We could go into a multitude of other reasons such as the US role in the maintaining global order through its defense and even economic capabilities, but the long and short of it is that there is no rival. And where there is no rival, these claims that the Dollar has lost its dominance and safe-haven appeal is the financial equivalent of the flat-earth theory. (sorry flat-earthers)
We then come to the idea that the Dollar regime is changing, which has been spoken about by Robin Brooks. It's hard to dismiss the evidence such as the chart below that the Dollar is no longer reacting to the macro data, and is instead tied to the risks associated with Trump's policies.

But is this the death of the Dollar and the start of prolonged regime change? Most likely not. In fact, given what we know about the Dollar's role and dominance in the global economy, it's more than reasonable to believe that this will be temporary. To take that a step further, there are macroeconomic reasons to believe that the Dollar can certainly maintain its dominance, some of which I have covered in prior notes such as last year's Week44 MacroTechnicals - Relative Exceptionalism, and I would say that most of those arguments still hold true to a large extent.

Global growth has been improving recently while the US economy, though strong, has lost some of its momentum of recent years, and even from recent decades of tech-dominated TINA (there-is-no-alternative) as a result of the AI-induced Saaspocalypse. Europe is benefitting from their fiscal defense and infrastructure bazooka announced last year, Emerging markets are enjoying their best period in almost 10 years (check out EEM/EFA or EEM/SPX) and global capital markets have now been presented with 'alternatives' to diversify away from TINA. Politics aside, that has contributed to the Dollar declining to the lower part of the smile.
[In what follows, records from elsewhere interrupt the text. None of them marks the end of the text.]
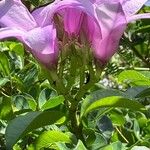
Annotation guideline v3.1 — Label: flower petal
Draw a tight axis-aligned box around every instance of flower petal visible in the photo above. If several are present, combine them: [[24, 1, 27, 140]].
[[0, 0, 37, 30], [32, 0, 98, 26], [94, 1, 127, 64], [128, 13, 150, 23], [63, 8, 84, 35], [0, 25, 58, 68], [122, 0, 147, 17], [24, 25, 58, 67]]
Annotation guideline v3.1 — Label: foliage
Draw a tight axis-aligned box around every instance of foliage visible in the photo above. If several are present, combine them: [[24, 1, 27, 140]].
[[0, 0, 150, 150]]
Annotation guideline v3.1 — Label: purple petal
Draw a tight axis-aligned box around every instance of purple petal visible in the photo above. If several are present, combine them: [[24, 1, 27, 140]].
[[122, 0, 147, 17], [94, 1, 127, 63], [0, 25, 58, 67], [0, 0, 37, 30], [24, 25, 58, 67], [128, 13, 150, 23], [63, 8, 84, 36], [32, 0, 98, 26]]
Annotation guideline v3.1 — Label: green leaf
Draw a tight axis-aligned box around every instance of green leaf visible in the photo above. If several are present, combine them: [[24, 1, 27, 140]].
[[5, 111, 64, 150], [0, 78, 10, 87], [84, 96, 144, 115], [118, 70, 150, 85], [136, 88, 150, 98], [38, 88, 52, 108], [131, 146, 149, 150], [110, 112, 125, 126], [36, 130, 71, 150], [0, 97, 13, 120], [41, 96, 65, 110], [81, 89, 125, 116], [74, 140, 87, 150], [9, 42, 24, 56], [101, 141, 127, 150], [124, 86, 148, 99], [0, 52, 10, 75]]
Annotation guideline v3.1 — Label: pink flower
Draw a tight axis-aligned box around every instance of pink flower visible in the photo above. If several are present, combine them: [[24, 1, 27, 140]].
[[0, 0, 150, 67]]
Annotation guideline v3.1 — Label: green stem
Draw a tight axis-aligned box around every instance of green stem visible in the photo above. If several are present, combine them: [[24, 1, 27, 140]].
[[69, 103, 85, 144]]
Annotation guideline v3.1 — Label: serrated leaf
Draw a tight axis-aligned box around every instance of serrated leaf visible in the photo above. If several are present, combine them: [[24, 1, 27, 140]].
[[36, 130, 71, 150], [0, 52, 10, 76], [84, 96, 145, 115], [41, 96, 65, 110], [74, 140, 87, 150], [0, 97, 13, 120], [81, 89, 125, 116], [0, 78, 10, 87], [136, 88, 150, 98], [5, 111, 64, 150], [118, 70, 150, 85]]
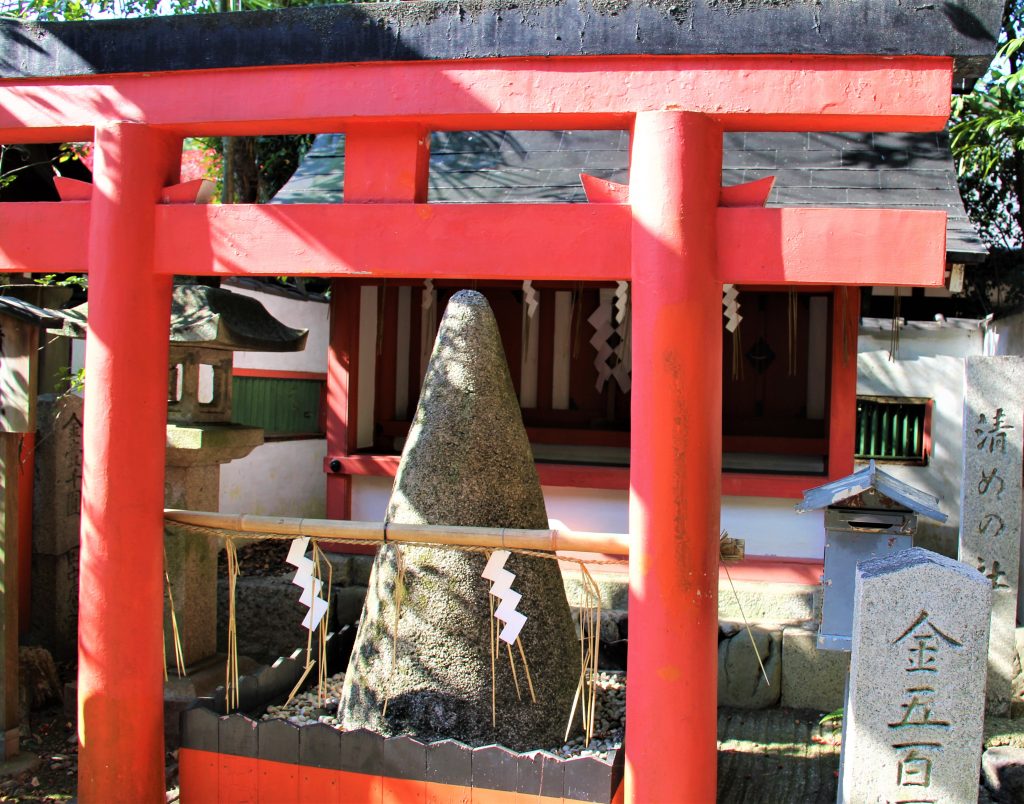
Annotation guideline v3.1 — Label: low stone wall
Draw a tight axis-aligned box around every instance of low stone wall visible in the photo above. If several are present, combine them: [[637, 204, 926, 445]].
[[178, 708, 625, 804]]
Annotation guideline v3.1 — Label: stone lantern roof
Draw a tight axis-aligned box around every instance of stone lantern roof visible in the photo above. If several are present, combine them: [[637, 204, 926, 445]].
[[55, 285, 309, 351]]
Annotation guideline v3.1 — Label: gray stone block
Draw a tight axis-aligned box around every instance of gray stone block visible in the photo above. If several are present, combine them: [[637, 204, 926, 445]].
[[32, 547, 79, 660], [718, 581, 821, 624], [718, 627, 782, 709], [781, 627, 850, 712], [959, 356, 1024, 715], [839, 548, 992, 804]]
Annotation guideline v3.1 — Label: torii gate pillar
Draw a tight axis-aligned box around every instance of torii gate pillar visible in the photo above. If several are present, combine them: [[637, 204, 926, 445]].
[[78, 123, 181, 802], [626, 112, 722, 802]]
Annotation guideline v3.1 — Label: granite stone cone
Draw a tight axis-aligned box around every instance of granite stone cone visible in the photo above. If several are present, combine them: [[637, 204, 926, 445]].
[[339, 291, 580, 751]]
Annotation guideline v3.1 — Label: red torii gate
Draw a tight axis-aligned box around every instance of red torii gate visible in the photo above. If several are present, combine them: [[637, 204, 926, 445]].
[[0, 4, 999, 802]]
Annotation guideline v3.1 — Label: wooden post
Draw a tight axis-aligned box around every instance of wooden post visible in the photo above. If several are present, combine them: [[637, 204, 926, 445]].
[[78, 123, 181, 804], [327, 124, 430, 520], [0, 302, 54, 761], [0, 432, 24, 762], [626, 112, 722, 804]]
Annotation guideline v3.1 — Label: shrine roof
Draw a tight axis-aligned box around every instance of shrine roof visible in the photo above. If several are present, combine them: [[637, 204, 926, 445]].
[[51, 285, 309, 351], [274, 131, 987, 262], [0, 0, 1002, 86]]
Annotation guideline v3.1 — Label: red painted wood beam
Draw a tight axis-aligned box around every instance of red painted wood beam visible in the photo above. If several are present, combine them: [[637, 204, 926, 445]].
[[0, 202, 945, 287], [827, 286, 860, 479], [76, 123, 181, 804], [0, 55, 952, 142], [150, 203, 630, 281], [146, 204, 945, 287], [0, 202, 90, 273], [718, 208, 946, 288], [323, 124, 428, 524], [626, 113, 722, 804]]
But if we think about what is about to come next for those recent trends, I think we can find a few reasons and scenarios that support the idea that the Dollar can once again prove its most ardent bears wrong. According to the popular Dollar Smile theory, the USD outperforms when 1) there is a global crisis/recession or elevated geopolitical tensions, and 2) when the US economy outperforms - of which I think can be interconnected since much of the global economy is sensitive to input cost pressures which is often a symptom of geopolitical tensions, and which creates a negative impact on global growth. Unlike emerging markets and much of Europe for example, the US is comparatively less reliant on goods and commodities trade being predominantly a services-based economy that happens to be a large producer of Energy and Food commodities. So, in an environment where geopol tensions become more elevated again, change in economic growth prospects would likely move in favour of those who are able to withstand disruptions of which one of them, just happens to be a country whose currency dominates the global financial system and with no close second.